LE FESTIVAL D’ANGOULÊME A CONFIRMÉ LE PARADOXE, OUTRE LE TRAUMA POST-CHARLIE: LA BANDE DESSINÉE EST DÉFINITIVEMENT INTERNATIONALE, MAIS LES AUTEURS FRANÇAIS, EUX, SONT DANS LA RUE. OU À LA RUE?

Le festival international de la bande dessinée à Angoulême, qui a tenu le week-end dernier sa 42e édition, c’est un peu le Paris-Dakar des auteurs de BD et des professionnels de la profession: chaque année, c’est un véritable enfer. Quatre jours de pluie, de froid et de foule que l’on affronte sur des kilomètres; des expos et des débats qu’on n’aura pas eu le temps de voir, des auteurs qu’on n’aura pas eu le temps de croiser, des chapelles qui ne se mélangeront pas, des derniers verres qui se refuseront à l’être et des projets qui, finalement, se concrétiseront ailleurs. Un enfer pavé de milliers d’albums, dont on sort lessivé et avec des planches en retard, mais où on retournera, comme quasi chaque année, et avec plaisir encore bien. Sauf que cette année, les mines, et pas que de crayon, étaient vraiment plombées: pas un mois ne s’est écoulé depuis les attentats de Charlie Hebdo et l’assassinat de leurs pairs.
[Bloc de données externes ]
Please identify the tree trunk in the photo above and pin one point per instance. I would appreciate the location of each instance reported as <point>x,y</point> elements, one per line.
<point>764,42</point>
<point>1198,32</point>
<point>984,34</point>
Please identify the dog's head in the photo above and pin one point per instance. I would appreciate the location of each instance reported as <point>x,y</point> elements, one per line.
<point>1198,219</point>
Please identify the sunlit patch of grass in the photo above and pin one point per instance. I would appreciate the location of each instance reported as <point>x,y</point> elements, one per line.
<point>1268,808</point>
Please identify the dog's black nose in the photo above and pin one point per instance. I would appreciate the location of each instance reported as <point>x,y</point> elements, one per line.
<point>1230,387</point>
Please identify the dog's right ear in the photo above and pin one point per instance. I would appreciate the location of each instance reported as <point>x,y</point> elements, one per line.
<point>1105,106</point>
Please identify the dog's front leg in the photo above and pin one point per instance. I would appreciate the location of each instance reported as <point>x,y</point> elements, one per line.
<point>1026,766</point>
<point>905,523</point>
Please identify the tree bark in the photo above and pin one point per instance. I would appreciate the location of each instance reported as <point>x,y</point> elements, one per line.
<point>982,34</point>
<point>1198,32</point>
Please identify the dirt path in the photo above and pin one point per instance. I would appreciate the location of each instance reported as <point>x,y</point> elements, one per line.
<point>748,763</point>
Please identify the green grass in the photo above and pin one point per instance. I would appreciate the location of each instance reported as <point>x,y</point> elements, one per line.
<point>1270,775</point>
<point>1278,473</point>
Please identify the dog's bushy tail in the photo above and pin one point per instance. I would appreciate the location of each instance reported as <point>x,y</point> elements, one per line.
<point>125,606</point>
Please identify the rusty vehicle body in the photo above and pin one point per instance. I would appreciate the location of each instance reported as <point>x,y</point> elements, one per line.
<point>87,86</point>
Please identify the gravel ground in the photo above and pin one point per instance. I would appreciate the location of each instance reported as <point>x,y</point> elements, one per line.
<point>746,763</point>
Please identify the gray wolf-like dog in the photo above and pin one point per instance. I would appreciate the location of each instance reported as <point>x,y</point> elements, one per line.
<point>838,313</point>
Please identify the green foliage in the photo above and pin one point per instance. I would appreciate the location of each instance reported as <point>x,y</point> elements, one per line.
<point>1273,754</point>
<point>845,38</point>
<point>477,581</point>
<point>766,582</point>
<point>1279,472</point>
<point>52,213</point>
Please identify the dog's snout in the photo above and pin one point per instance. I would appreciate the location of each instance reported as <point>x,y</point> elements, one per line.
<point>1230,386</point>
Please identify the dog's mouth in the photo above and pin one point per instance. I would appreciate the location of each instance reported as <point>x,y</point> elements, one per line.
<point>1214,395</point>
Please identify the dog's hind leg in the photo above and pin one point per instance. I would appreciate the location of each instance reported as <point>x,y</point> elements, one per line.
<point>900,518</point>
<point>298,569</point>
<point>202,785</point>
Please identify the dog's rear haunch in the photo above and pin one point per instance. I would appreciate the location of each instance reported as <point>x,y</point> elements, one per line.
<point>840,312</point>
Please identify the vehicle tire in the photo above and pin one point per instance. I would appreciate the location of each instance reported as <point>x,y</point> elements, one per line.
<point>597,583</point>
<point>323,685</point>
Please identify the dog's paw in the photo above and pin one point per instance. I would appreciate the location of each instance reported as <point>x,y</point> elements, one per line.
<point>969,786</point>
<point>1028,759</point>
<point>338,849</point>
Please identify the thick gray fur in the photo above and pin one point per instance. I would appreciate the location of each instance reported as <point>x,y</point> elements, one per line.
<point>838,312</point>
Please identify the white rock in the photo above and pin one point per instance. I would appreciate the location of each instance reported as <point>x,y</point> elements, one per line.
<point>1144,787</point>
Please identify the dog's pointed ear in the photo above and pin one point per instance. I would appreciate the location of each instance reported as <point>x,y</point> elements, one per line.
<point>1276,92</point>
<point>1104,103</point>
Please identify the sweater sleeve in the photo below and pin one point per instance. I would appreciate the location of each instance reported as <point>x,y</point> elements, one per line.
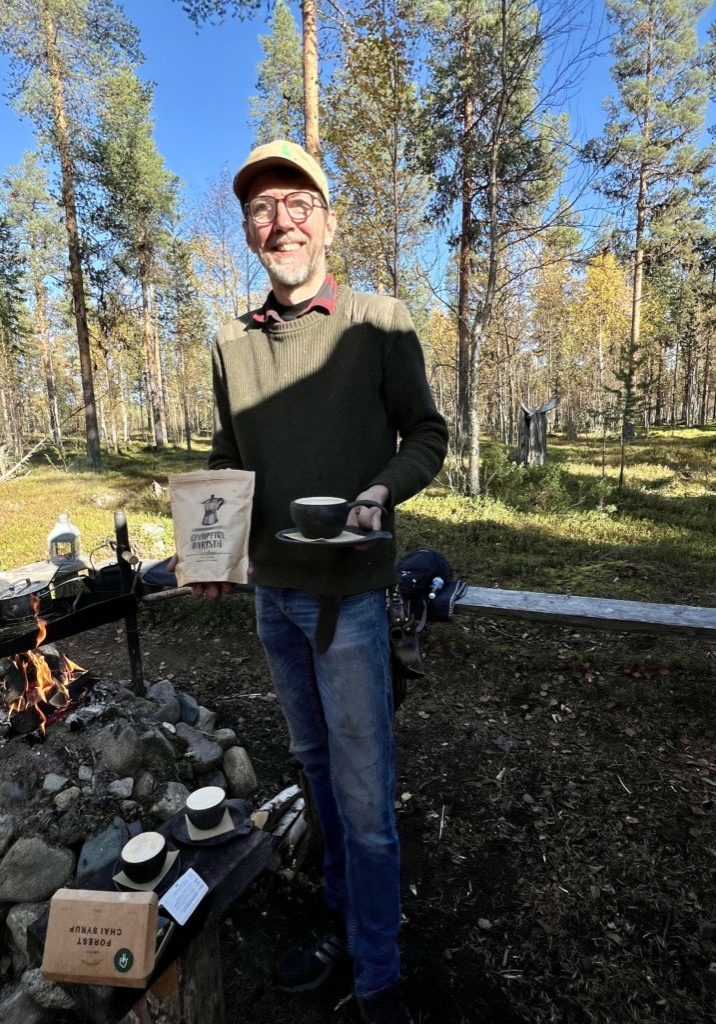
<point>422,431</point>
<point>224,451</point>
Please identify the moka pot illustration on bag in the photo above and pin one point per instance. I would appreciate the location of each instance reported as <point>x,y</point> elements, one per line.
<point>211,509</point>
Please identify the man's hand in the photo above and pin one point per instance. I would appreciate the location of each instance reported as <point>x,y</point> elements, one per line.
<point>210,590</point>
<point>369,518</point>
Alors Charlie était encore partout, et comme jamais, des devantures des magasins angoumoisins aux panneaux d’habitude électoraux, en passant par les affiches, les stands, les badges, les calicots et les hommages, parfois officiels (la création du Prix Charlie Hebdo de la Liberté d’expression, pérenne et décerné à titre posthume à Cabu, Wolinski & Co; l’expo Une histoire de Charlie forcément un peu bâclée), parfois, plus rarement, bien dans l’esprit: Jean-Christophe Menu, mandaté par Charlie pour venir chercher son Grand Prix Spécial, aura fait le speech de l’année, traitant de « con » le maire placé à côté de lui pour avoir un temps encagé ses bancs dans l’idée d’éviter les punks à chiens. « Etre Charlie, c’est en avoir rien à branler« , a rappelé le cador de la BD indé face aux applaudissements hilares de ses copains et les joues cramoisies des officiels. Yan Lindingre, rédacteur en chef de Fluide Glacial, s’est lui contenté un peu plus tard de coller des panneaux « interdit au maire » sur lesdits bancs. Cette ambiance post-Charlie et très française, on la retrouvait aussi dans La Marche des auteurs qui s’est tenue samedi, cette fois pour avertir les médias et le monde politique de la précarisation galopante d’un métier qui l’est de moins en moins: « Sans auteurs, plus de bande dessinée« , pouvait-on lire sur la bannière tenue en ouverture de cortège par Lewis Trondheim ou Pénélope Bagieu, eux-mêmes suivis par à peu près tous leurs collègues, en tout cas ceux qui n’étaient pas tenus de dédicacer à ce moment-là.

Eux, et la plupart des très nombreux auteurs étrangers présents cette année à Angoulême, étrangers aussi à ce début de conflit social, et à cette ambiance un brin dépressive. Car c’est bien là le deuxième enseignement du festival: le plus gros festival de bande dessinée se tient toujours en France, mais n’a plus grand-chose de français.

BD Worldwide

Après le Hollandais Willem et l’Américain Watterson, c’est donc, et pour la première fois, un Japonais -Otomo, créateur d’Akira– qui empoche le Grand Prix, et présidera le prochain festival; au rayon des expos à voir de l’année, on retiendra entre autres mais surtout les expos Jack Kirby ou Taniguchi, l’anniversaire des Moomins finlandais ou encore la patte des Belges, avec l’installation poilante et ludique de Nix autour de Kinky & Cosy, ou les quinze ans de L’Employé du Moi. Quant aux récompenses de l’année, le Fauve d’Or revient à Riad Sattouf pour un récit très… syrien, le prix « série » revient à Lastman, imbibé de mangas, un Américain se prend le prix spécial, et même, même!, le prix du Patrimoine est empoché par un Chinois.

Cette internationalisation de la bande dessinée et du festival était une volonté depuis longtemps affichée par son ancien patron, Benoît Mouchart, aujourd’hui chez Casterman; elle est devenue une réalité omniprésente, de l’économie mondialisée qui s’affiche de stands en pavillons aux influences artistiques effectivement multi-culturelles de beaucoup de jeunes auteurs. Une réalité qui cadre mal avec le mal-aise français qui s’est exprimé jusque dans les rues et dans bien des conversations. A contrario de l’enthousiasme des auteurs étrangers pour ce festival et ce pays qui leur semble toujours férus de BD: chez eux, en termes de reconnaissance et de conditions, c’est encore pire.